In our kitchen, I am surrounded by reminders of people I love, and who love us: the dishes and cookware we received as wedding presents, my grandmother’s Fiestaware, the kitchen elf brought by a friend shortly after Paul’s cancer surgery, the cheery sunflower plate that my parents brought us from Italy.
Tucked into a corner, between the door to the living room and the opening to the breakfast nook/back door, is one of my favorite bits of the kitchen. This bookshelf now holds most of our cookbooks. The little countertop was intended to be a place for the telephone, cell phone chargers, note pads and pens. In reality, it also collects all the pennies and little scraps of paper that follow us home. It’s also where we keep one of the most well-used tools in our house: the cat hair roller.

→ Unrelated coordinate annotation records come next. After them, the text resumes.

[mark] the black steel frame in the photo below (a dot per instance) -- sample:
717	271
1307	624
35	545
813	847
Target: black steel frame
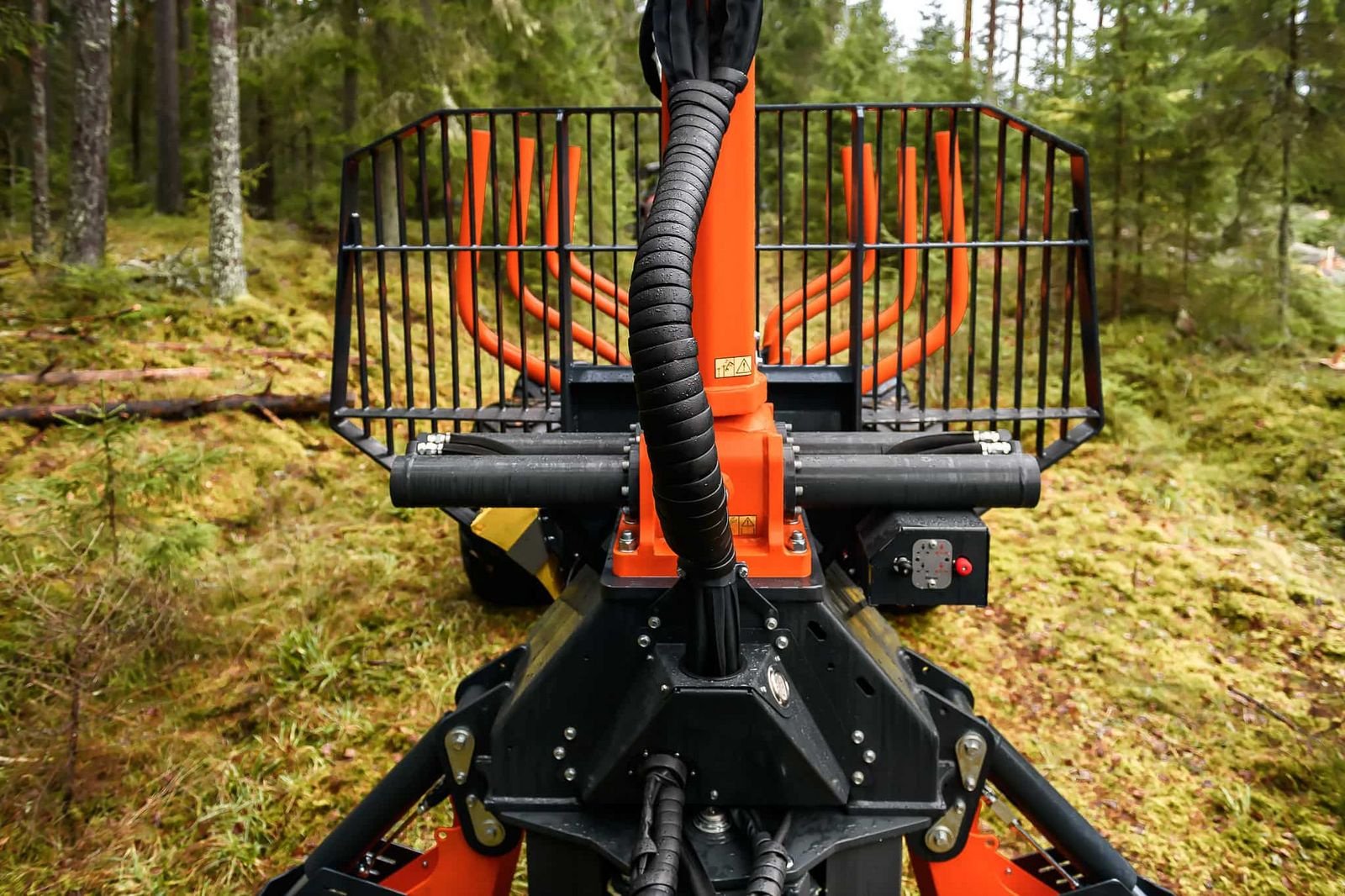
1019	361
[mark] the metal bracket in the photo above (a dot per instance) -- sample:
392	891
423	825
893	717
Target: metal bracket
488	829
972	756
461	744
943	835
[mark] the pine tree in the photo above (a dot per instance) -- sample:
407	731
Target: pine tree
40	167
228	277
87	217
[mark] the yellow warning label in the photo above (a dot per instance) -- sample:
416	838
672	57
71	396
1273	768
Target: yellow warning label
735	366
743	525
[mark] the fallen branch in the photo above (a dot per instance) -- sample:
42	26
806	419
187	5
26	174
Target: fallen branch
1270	710
264	403
73	377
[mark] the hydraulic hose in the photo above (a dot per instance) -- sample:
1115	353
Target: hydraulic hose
704	54
658	845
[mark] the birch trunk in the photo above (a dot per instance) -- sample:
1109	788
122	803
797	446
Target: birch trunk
87	217
228	277
168	177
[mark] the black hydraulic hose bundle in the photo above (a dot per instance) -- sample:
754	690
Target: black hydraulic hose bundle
658	845
704	54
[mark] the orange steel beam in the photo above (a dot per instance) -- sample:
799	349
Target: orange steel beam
773	338
452	868
517	233
464	268
907	201
723	275
587	279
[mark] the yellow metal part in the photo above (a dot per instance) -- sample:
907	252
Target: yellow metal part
518	532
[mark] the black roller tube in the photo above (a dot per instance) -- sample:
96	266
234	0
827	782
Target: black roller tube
919	482
1052	814
506	481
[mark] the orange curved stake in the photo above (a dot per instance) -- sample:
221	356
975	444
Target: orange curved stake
513	264
938	334
907	186
582	286
474	214
771	334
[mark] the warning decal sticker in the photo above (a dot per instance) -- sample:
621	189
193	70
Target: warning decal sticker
735	366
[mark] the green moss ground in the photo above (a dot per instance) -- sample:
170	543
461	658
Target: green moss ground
1167	631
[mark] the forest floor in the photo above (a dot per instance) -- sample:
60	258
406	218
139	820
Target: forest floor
1165	635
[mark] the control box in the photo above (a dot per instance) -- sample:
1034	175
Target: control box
923	559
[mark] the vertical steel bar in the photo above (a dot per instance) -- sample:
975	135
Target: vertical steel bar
804	272
1026	167
928	168
1068	351
1001	150
544	269
1044	338
472	260
827	199
588	185
562	148
779	229
878	264
857	188
973	298
381	264
451	260
403	266
517	206
947	256
495	259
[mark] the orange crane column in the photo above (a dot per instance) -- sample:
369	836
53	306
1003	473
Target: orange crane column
724	271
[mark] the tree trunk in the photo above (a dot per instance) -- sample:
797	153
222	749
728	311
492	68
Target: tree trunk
185	42
350	74
228	277
87	219
966	38
1069	35
1055	45
1120	177
1286	167
1017	57
990	53
168	179
40	171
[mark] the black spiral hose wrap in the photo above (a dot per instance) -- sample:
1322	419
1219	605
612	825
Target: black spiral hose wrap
676	417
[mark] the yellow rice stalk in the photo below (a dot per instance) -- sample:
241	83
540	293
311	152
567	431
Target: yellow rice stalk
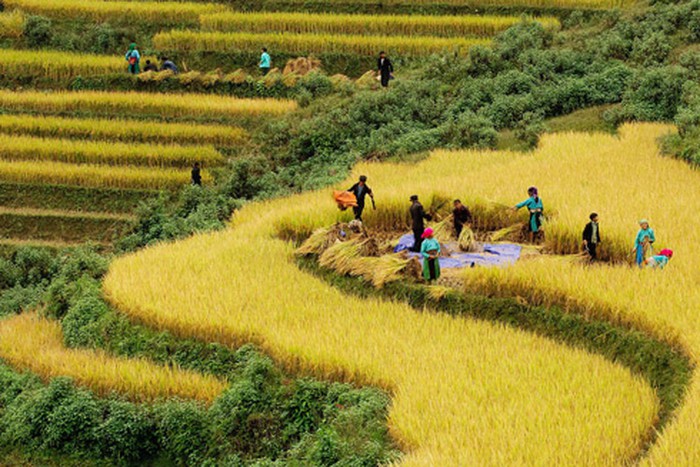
95	176
121	130
193	41
341	256
357	24
546	4
17	148
159	13
506	233
316	244
11	24
31	343
467	239
237	77
444	230
457	384
383	269
190	106
57	65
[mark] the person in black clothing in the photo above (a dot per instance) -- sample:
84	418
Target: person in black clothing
591	237
150	66
461	216
384	68
418	214
196	175
361	190
169	65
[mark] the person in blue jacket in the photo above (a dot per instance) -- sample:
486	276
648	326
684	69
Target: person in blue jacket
643	241
536	208
430	251
265	62
133	58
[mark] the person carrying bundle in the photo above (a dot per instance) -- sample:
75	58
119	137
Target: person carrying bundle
430	251
536	208
133	57
643	242
361	190
418	216
461	216
661	260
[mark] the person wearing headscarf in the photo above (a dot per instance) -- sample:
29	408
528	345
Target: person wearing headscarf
133	58
535	207
661	260
418	216
643	242
430	252
361	190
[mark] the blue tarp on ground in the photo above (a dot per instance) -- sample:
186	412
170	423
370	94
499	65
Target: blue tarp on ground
495	254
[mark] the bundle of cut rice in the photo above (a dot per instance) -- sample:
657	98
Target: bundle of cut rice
467	240
507	233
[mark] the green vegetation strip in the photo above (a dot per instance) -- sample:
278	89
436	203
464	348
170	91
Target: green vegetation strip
667	370
47	226
108	200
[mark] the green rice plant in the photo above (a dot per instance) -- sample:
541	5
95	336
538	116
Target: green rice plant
17	148
368	45
11	24
121	130
380	25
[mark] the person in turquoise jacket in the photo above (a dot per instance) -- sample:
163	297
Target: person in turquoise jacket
536	208
133	58
430	251
643	242
265	62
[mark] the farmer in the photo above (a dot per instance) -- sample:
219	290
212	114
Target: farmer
591	236
418	214
660	260
133	57
361	190
643	242
461	216
384	68
150	66
535	207
265	62
196	175
169	65
430	251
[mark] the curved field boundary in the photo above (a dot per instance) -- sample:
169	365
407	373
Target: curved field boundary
121	130
668	370
383	25
458	385
36	344
190	106
194	41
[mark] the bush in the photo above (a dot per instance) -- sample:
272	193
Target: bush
38	31
127	433
655	94
470	130
183	431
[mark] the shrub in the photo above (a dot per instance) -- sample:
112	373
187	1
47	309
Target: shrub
183	431
38	31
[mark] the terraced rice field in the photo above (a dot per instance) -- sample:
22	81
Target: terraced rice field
37	344
318	329
125	142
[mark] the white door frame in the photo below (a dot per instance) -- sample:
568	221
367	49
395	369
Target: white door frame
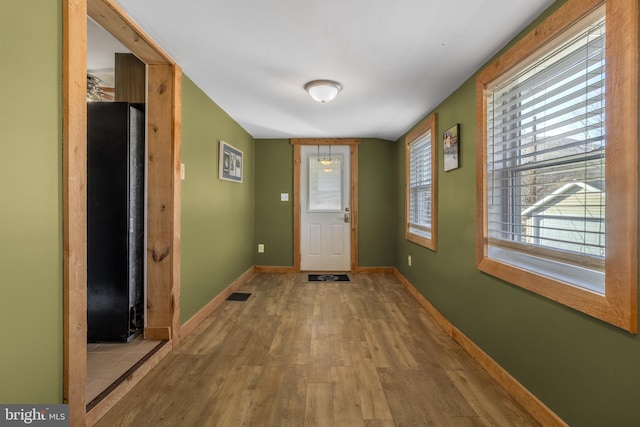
353	143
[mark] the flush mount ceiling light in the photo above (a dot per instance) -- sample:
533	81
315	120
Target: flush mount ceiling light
323	90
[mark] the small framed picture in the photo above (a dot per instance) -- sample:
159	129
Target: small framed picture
452	148
229	163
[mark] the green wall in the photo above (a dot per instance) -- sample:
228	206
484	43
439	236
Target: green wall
585	370
217	218
31	215
376	204
274	218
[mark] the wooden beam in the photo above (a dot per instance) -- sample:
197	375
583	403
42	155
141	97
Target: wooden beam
163	172
110	16
130	79
74	158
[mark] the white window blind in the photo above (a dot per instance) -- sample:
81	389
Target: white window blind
545	153
420	186
325	183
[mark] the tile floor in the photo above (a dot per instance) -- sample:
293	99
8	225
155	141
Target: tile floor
106	362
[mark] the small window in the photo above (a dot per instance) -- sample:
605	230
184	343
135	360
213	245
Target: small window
421	184
554	122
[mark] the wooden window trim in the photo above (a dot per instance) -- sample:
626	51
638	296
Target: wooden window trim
428	124
619	304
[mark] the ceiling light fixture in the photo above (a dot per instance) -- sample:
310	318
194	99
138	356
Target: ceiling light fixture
323	90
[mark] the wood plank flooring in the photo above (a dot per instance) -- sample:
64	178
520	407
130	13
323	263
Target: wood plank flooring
298	353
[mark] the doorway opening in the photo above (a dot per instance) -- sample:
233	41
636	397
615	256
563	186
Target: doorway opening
303	152
162	91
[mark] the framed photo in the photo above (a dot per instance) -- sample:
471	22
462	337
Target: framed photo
230	163
452	148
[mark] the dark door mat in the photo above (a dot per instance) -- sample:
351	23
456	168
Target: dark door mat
328	278
238	296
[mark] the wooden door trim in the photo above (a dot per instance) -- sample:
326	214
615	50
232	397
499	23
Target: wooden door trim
299	142
163	185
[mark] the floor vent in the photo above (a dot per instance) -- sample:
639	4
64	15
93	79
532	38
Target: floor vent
238	296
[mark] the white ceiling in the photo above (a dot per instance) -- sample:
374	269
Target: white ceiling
396	60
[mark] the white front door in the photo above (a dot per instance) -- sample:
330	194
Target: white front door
325	238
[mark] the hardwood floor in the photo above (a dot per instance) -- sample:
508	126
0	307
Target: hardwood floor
298	353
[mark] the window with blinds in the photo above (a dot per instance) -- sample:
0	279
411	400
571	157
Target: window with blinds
546	144
420	186
421	177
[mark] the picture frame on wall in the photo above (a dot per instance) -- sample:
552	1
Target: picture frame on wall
230	166
451	144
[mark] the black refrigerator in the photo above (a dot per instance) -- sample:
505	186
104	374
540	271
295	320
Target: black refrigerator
115	221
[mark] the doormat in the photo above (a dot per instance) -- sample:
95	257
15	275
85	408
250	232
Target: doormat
238	296
328	278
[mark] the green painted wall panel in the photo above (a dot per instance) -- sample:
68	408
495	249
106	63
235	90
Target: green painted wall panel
274	218
217	218
31	215
583	369
376	203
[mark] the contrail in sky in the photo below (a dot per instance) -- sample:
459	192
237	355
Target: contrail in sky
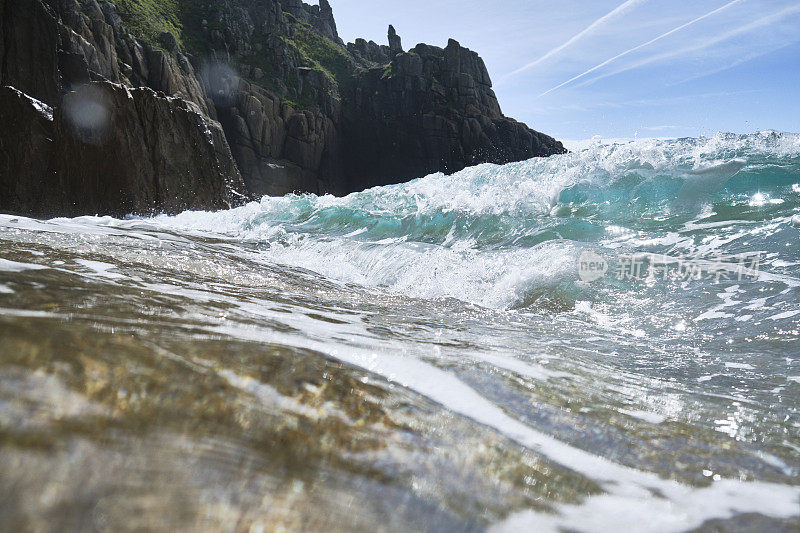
758	24
648	43
619	10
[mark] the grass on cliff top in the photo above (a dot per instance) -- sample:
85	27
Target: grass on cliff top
319	52
147	19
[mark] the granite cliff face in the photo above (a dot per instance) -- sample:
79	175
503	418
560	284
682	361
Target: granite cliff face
149	105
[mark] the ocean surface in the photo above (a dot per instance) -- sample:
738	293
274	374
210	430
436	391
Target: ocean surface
604	340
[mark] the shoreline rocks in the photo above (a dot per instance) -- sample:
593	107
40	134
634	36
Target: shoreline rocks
252	98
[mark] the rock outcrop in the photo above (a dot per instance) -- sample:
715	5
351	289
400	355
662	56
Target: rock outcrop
112	150
207	105
431	110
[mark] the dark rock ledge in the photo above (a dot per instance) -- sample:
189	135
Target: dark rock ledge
193	104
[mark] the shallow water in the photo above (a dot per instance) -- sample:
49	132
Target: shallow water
427	356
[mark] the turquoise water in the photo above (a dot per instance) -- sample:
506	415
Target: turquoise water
482	378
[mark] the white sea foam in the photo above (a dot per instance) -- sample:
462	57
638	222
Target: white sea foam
14	266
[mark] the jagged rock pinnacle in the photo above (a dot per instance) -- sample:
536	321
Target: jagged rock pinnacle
395	44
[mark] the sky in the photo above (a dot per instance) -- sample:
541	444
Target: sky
577	69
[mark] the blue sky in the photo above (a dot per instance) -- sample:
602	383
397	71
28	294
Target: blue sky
647	68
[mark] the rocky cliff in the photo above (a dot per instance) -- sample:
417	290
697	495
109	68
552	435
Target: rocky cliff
153	105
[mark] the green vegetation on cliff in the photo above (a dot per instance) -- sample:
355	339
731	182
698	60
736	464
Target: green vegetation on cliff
147	19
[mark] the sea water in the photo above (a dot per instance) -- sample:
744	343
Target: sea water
604	339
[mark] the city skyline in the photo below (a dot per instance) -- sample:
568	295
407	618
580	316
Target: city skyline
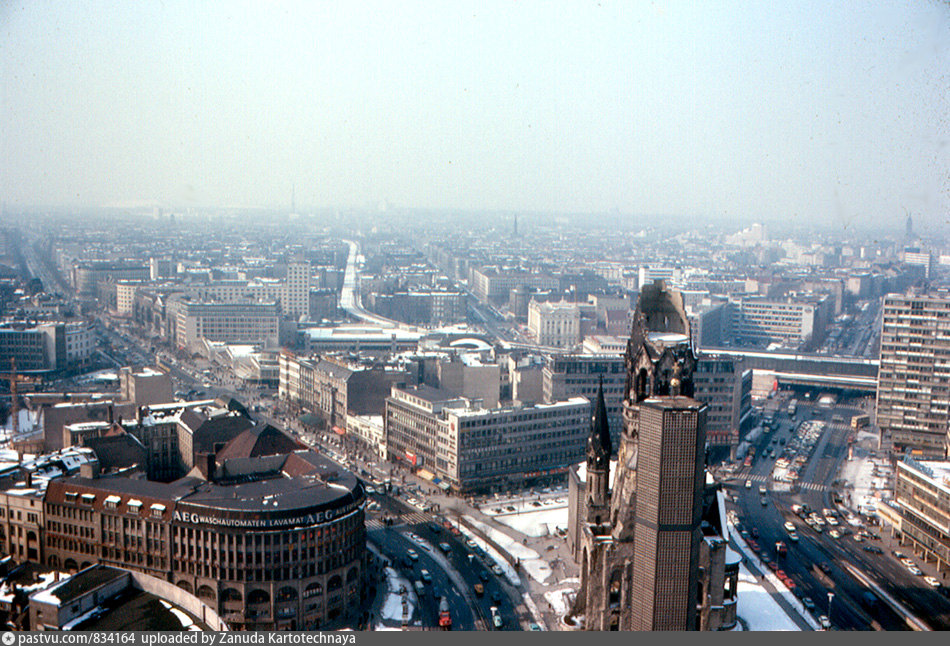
732	112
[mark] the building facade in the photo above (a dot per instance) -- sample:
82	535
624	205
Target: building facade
556	325
475	448
913	395
296	565
651	547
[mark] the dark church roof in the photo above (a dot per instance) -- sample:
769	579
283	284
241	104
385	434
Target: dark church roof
258	441
599	445
117	451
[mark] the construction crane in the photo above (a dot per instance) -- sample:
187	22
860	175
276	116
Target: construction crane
14	380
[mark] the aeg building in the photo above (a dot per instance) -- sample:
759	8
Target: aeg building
273	542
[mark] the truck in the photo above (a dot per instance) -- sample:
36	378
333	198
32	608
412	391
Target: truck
497	621
445	616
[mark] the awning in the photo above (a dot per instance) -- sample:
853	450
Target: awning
309	419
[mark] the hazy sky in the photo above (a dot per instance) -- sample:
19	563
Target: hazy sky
748	110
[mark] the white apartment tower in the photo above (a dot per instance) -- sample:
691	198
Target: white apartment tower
913	392
295	299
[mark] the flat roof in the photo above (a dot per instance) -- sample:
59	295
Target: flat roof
79	584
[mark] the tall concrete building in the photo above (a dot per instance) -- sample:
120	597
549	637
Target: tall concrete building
645	540
555	324
295	299
913	392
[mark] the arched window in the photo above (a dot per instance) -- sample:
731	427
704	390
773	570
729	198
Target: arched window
313	590
286	593
231	594
258	596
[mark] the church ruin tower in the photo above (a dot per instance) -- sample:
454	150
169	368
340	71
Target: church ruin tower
598	462
640	568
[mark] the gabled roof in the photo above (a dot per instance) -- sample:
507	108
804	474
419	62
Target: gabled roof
256	442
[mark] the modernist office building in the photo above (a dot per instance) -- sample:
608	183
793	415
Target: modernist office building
913	394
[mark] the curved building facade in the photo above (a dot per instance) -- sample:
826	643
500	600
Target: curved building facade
270	543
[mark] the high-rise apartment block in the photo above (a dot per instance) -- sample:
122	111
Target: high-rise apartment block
913	393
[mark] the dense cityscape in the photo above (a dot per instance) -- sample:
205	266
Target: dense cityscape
322	320
323	421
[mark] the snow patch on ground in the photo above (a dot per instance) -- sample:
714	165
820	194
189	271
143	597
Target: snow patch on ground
513	546
560	600
543	522
757	607
771	578
493	554
536	567
392	607
183	618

The long, sometimes funny story of our long, sometimes painful kitchen remodel was blogged and photographed in
agonizing detail. I’m thrilled with the results (as long as I ignore the bits of tiling and painting we haven’t yet finished), and am thankful on a daily basis that we have this warm, beautiful space in which to cook and eat, hang out with family and friends, sit at our little table and look out at the world back yard.
Sergei likes the kitchen, too, especially when there are carrots fresh from the farmers market with their lovely, frilly tops sitting on the counter. (Bad kitty! You know better than to do that when we have company!)